Im Osten gebe es die Sehnsucht nach klarer Ansage, sagt der CDU-Fraktionsvize

"Nach 16 Jahren Angela Merkel gibt es, bei allen Erfolgen, speziell im Osten eine Sehnsucht nach einem veränderten Führungsstil, nach mehr klarer Ansage", sagte Voigt. Die Richtung vorgeben, die Menschen mitnehmen, das könne Söder besser. "Mit seinem konservativen Profil kann er auch enttäuschte CDU-Wähler binden bei klarer Abgrenzung zum Hauptkonkurrenten im Osten, der AfD."

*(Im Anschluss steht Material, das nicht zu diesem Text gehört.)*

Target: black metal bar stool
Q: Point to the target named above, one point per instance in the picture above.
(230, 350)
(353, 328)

Gleichzeitig machte Voigt keinen Hehl daraus, dass viele Mitglieder im Osten am liebsten einen ganz anderen an der Spitze der Partei gesehen hätten: Friedrich Merz. Ob Autohaus oder Brauereihalle, Merkels Erzfeind wurde auf Wahlkampfveranstaltungen in Sachsen und Thüringen gefeiert wie ein konservativer Heiland. Seit Merz für höhere Ämter vorerst aus dem Rennen war, galt Söder als zweite, aber in der K-Frage bessere Wahl.

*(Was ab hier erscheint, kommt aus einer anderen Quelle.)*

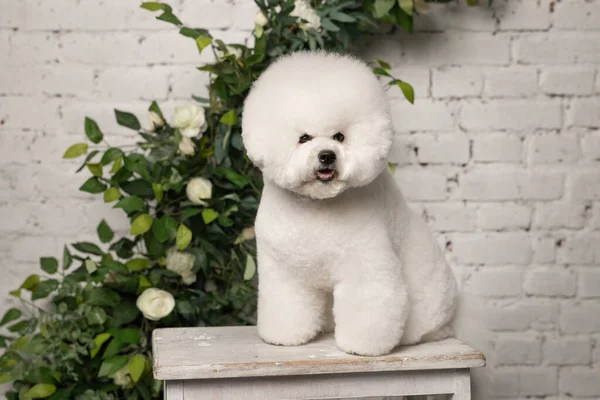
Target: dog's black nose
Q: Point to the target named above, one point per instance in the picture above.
(327, 157)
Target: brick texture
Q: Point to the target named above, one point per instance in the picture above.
(500, 152)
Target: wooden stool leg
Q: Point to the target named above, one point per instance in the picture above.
(462, 384)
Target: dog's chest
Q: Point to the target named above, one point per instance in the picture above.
(314, 241)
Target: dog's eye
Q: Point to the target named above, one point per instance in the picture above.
(339, 137)
(304, 138)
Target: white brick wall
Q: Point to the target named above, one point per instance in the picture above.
(500, 153)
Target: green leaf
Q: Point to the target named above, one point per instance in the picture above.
(67, 258)
(114, 347)
(250, 268)
(49, 264)
(87, 247)
(93, 185)
(407, 6)
(183, 237)
(111, 194)
(5, 378)
(90, 266)
(382, 7)
(104, 232)
(407, 90)
(126, 313)
(123, 247)
(127, 120)
(112, 365)
(202, 42)
(110, 155)
(137, 264)
(98, 342)
(30, 283)
(152, 6)
(95, 169)
(40, 391)
(233, 177)
(22, 327)
(136, 367)
(117, 165)
(92, 130)
(131, 204)
(329, 25)
(209, 215)
(137, 163)
(44, 288)
(78, 149)
(190, 212)
(11, 315)
(129, 336)
(97, 316)
(381, 71)
(164, 229)
(158, 191)
(141, 225)
(103, 297)
(169, 17)
(229, 118)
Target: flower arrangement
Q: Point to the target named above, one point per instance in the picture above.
(191, 196)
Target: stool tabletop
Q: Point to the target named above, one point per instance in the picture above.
(231, 352)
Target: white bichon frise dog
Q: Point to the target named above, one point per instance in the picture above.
(338, 248)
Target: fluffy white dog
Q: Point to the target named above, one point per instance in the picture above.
(338, 247)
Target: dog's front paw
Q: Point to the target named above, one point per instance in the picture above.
(364, 346)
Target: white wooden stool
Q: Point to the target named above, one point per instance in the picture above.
(232, 363)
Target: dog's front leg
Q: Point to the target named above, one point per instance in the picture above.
(370, 311)
(289, 313)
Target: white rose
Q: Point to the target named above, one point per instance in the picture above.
(248, 233)
(155, 120)
(303, 10)
(122, 377)
(190, 120)
(182, 264)
(187, 146)
(237, 52)
(260, 19)
(189, 278)
(199, 189)
(155, 303)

Dabei war es vor allem Armin Laschet, der sich in der Vergangenheit um den Osten bemüht hatte. Er bereiste das Erzgebirge, lobte die "wunderbaren Städte und Landschaften", so als könnte Helmut Kohl ihn noch hören. Mit Reiner Haseloff (CDU) stand er staunend an der Wittenberger Schlosskirche, nur hatte sich auch Sachsen-Anhalts Ministerpräsident seither dafür ausgesprochen, den Kanzlerkandidaten der Union entlang der Popularitätswerte zu bestimmen. Am 6. Juni wird in Sachsen-Anhalt ein neuer Landtag gewählt. Parteichef Sven Schulze sah die Mitglieder seines Landesverbandes mehrheitlich hinter Söder.

Viele CDUler fürchten, bei der Bundestagswahl Mandate an die AfD zu verlieren

Die ostdeutschen CDU-Landesverbände sind männlicher, älter und ländlicher geprägt als anderswo. Viele Mitglieder fürchten, bei der anstehenden Bundestagswahl ihre Mandate an die AfD zu verlieren. In Südthüringen will die CDU mit Hans-Georg Maaßen einen der umstrittensten Christdemokraten des Landes zur Bundestagswahl aufstellen, in der Hoffnung, dass dieser am rechten Rand reüssiert.

Lili Fischer glaubt nicht daran, dass sich AfD-Wähler durch einen besonders konservativen Ton zurückgewinnen lassen. Sie sitzt für die CDU im Erfurter Stadtrat und hat seinerzeit für einen Parteivorsitzenden namens Norbert Röttgen getrommelt. Auf dem entscheidenden Parteitag im Januar war sie die jüngste Delegierte. "Bayern und Thüringen sind Nachbarn. Markus Söder kennt die Mentalitäten vor Ort besser als Armin Laschet", sagt aber auch Fischer. Söder habe gute umweltpolitische Ansätze und spreche die Sprache der Menschen. "Ich habe Auftritte von ihm erlebt. Kaum einer hat einen Saal so schnell auf seiner Seite."